A Malraux « L’humanisme, ce n’est pas dire : « Ce que j’ai fait, aucun animal ne l’aurait fait », c’est dire : « Nous avons refusé ce que voulait en nous la bête, et nous voulons retrouver l’homme partout où nous avons trouvé ce qui l’écrase ». » Les Voix du silence, 1951.

Le point de vue de Malraux mérite d’être médité. On s’efforce depuis je ne sais quand de trouver « le propre de l’homme »… une part divine, la technique, la parole, le rire, la conscience… et quoi encore ? thèses que les scientifiques démontent une à une, plus ils se penchent avec bienveillance – et sans a priori – sur nos frères « animés » qui sont nos compagnons dans l’arborescence de la vie.

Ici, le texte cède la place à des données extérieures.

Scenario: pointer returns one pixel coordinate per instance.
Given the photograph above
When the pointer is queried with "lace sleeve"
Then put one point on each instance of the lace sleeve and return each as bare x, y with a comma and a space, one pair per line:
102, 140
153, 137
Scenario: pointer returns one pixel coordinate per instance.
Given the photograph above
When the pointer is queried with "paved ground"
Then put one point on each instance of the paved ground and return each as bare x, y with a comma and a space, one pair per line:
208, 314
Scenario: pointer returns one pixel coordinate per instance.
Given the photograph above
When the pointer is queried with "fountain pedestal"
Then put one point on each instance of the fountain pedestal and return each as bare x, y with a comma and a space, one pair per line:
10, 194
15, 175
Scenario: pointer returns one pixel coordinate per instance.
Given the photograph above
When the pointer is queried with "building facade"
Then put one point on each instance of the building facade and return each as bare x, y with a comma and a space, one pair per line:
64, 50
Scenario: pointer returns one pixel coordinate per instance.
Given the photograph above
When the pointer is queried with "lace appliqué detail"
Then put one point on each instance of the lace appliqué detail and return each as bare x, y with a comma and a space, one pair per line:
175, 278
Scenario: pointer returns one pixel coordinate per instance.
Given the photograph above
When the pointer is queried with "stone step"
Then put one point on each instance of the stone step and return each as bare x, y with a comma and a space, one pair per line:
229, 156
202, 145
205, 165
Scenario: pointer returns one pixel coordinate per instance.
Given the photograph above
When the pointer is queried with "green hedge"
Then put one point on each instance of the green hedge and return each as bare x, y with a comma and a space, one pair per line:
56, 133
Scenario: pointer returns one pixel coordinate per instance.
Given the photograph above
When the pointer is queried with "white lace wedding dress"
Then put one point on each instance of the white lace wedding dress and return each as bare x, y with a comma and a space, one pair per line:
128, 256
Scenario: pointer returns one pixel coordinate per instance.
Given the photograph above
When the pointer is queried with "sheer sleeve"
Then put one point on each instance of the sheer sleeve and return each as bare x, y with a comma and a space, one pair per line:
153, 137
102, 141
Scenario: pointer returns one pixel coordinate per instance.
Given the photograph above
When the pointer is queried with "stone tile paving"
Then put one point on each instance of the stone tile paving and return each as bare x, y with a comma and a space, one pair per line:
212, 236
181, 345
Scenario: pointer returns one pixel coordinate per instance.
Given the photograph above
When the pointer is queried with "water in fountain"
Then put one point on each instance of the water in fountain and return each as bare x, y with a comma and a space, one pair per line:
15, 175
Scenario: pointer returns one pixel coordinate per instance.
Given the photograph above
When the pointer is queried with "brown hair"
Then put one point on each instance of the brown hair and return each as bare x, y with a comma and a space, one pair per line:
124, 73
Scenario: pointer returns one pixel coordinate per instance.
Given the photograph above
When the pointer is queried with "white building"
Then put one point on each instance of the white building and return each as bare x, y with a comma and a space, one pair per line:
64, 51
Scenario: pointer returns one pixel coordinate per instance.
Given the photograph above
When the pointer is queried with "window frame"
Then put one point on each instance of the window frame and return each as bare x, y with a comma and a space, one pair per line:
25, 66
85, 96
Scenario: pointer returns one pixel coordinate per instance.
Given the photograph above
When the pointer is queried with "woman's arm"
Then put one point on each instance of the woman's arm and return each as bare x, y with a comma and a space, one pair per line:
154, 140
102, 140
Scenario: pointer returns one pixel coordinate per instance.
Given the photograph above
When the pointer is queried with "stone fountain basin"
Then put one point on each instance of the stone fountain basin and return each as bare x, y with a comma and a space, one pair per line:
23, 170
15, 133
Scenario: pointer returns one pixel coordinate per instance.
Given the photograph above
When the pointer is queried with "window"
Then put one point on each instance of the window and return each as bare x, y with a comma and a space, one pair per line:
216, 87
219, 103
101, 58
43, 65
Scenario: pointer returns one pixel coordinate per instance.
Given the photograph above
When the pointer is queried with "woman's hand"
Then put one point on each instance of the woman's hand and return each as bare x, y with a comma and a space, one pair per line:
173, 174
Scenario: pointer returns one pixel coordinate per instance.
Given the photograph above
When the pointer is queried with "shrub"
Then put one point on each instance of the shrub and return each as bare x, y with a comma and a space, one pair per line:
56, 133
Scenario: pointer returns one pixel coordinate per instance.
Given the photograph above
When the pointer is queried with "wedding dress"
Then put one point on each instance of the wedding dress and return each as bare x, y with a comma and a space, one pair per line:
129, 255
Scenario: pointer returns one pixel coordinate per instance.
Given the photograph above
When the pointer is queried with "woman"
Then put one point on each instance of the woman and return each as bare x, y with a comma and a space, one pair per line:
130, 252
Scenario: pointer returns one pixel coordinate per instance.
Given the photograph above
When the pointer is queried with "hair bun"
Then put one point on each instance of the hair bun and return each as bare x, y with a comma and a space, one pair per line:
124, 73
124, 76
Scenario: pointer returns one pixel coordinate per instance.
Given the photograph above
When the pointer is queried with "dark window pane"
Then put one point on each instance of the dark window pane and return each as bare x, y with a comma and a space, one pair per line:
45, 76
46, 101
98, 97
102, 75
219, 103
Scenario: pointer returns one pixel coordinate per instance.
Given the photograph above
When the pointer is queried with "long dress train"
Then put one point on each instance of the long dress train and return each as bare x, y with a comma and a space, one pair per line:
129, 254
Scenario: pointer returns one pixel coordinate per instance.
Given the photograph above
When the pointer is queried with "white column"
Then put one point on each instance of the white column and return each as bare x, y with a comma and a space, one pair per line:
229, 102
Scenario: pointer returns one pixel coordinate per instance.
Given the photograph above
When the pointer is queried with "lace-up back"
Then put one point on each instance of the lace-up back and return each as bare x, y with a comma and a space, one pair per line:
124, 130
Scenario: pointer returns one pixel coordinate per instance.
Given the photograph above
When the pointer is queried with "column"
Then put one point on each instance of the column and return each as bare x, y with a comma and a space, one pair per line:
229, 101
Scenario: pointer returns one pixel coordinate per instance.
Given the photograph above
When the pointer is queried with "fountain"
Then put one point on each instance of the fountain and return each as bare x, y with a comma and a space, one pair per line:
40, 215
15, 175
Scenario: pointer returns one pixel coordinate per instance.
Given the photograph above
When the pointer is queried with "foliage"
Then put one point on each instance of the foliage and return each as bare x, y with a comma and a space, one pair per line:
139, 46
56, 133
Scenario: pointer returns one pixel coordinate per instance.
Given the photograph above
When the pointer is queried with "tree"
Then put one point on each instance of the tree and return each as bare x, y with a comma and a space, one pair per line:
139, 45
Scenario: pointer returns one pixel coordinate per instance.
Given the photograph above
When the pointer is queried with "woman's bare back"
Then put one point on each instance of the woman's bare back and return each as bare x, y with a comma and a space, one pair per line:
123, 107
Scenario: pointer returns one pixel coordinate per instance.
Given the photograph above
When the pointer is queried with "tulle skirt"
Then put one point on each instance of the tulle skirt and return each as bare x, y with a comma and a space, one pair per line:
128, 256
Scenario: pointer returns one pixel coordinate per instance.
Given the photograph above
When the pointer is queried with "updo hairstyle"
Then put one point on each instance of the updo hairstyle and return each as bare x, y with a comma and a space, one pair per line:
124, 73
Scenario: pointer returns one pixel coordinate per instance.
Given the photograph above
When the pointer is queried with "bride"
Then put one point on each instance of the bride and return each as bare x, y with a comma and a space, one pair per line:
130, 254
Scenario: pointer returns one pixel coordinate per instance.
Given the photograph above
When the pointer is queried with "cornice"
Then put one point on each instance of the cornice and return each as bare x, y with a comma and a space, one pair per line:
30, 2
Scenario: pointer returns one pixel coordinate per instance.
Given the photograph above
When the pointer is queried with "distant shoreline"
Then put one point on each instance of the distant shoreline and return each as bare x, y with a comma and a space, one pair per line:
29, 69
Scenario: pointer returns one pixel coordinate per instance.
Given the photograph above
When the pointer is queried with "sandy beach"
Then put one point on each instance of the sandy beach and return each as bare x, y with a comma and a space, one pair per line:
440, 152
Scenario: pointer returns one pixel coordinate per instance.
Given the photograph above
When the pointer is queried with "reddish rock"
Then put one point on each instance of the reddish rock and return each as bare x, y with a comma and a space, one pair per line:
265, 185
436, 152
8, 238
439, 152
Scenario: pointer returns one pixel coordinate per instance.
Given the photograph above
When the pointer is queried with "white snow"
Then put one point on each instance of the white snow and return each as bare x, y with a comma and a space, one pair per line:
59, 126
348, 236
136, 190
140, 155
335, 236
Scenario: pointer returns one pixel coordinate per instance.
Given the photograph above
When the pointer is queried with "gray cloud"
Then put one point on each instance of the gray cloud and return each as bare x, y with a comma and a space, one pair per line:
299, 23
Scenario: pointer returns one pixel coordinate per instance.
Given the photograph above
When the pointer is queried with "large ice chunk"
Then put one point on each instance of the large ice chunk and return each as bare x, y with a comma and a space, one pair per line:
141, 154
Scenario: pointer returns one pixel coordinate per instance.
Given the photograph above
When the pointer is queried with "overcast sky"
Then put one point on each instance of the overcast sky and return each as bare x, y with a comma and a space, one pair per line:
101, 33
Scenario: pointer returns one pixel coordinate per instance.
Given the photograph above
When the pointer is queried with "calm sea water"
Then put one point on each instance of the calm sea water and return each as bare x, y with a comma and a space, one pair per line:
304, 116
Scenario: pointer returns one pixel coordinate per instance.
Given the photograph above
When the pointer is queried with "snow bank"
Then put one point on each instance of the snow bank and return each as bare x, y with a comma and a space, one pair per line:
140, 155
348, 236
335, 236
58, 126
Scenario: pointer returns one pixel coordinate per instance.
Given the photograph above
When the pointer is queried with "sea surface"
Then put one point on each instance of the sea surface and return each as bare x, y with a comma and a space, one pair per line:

Et à qui l’on avait un peu trop soustrait de qualités pour mieux faire ressortir notre supériorité supposée.

« Ce que voulait en nous la bête »… si on l’éclaire de l’ensemble de l’œuvre malrucienne – notamment La Condition humaine… ce sont nos instincts… aussi comparables à ceux des animaux (comparables ne signifie pas semblables). La survie, la reproduction, l’avidité du jour, par peur de manquer le lendemain (la chasse n’est pas toujours fructueuse)… tout cela est très bien étudié aujourd’hui… complètement ignoré à l’heure où Malraux écrivait.

C’est pourtant, et plus que jamais, la grande tentation depuis 50 ans… fuir la Grandeur de l’humanisme pour se réfugier dans la simplicité de l’instinct. Individuellement et socialement. Culturellement ? Même si je sais de moins en moins ce que ce mot veut dire exactement.

C’est la Résistance. Malraux en a beaucoup parlé… en s’attribuant un maquis plus glorieux que réel. Mais c’est la Résistance à la facilité… que les philosophes ont nommé de diverses manières (instinct, passion, désirs non nécessaires…). Relever la tête de sa gamelle, comme aurait dit De Gaulle, pour voir plus loin. Avec plus d’humilité et surtout d’altruisme. Une forme de Grandeur pour tous. Dans la lignée de celle qui fut fondée lors du pacte social des années de libération. Nous en sommes loin. Loin de ce second souffle. Loin de la Résistance. Au cœur du tunnel, il n’est pas certain que l’aube puisse se lever. Doute. Et il ne s’agit pas du virus, simple révélateur d’années de faciles accommodements avec nos instincts individuels.

 A Malraux, à sa lumière, à ses zones d’ombres. A l’homme.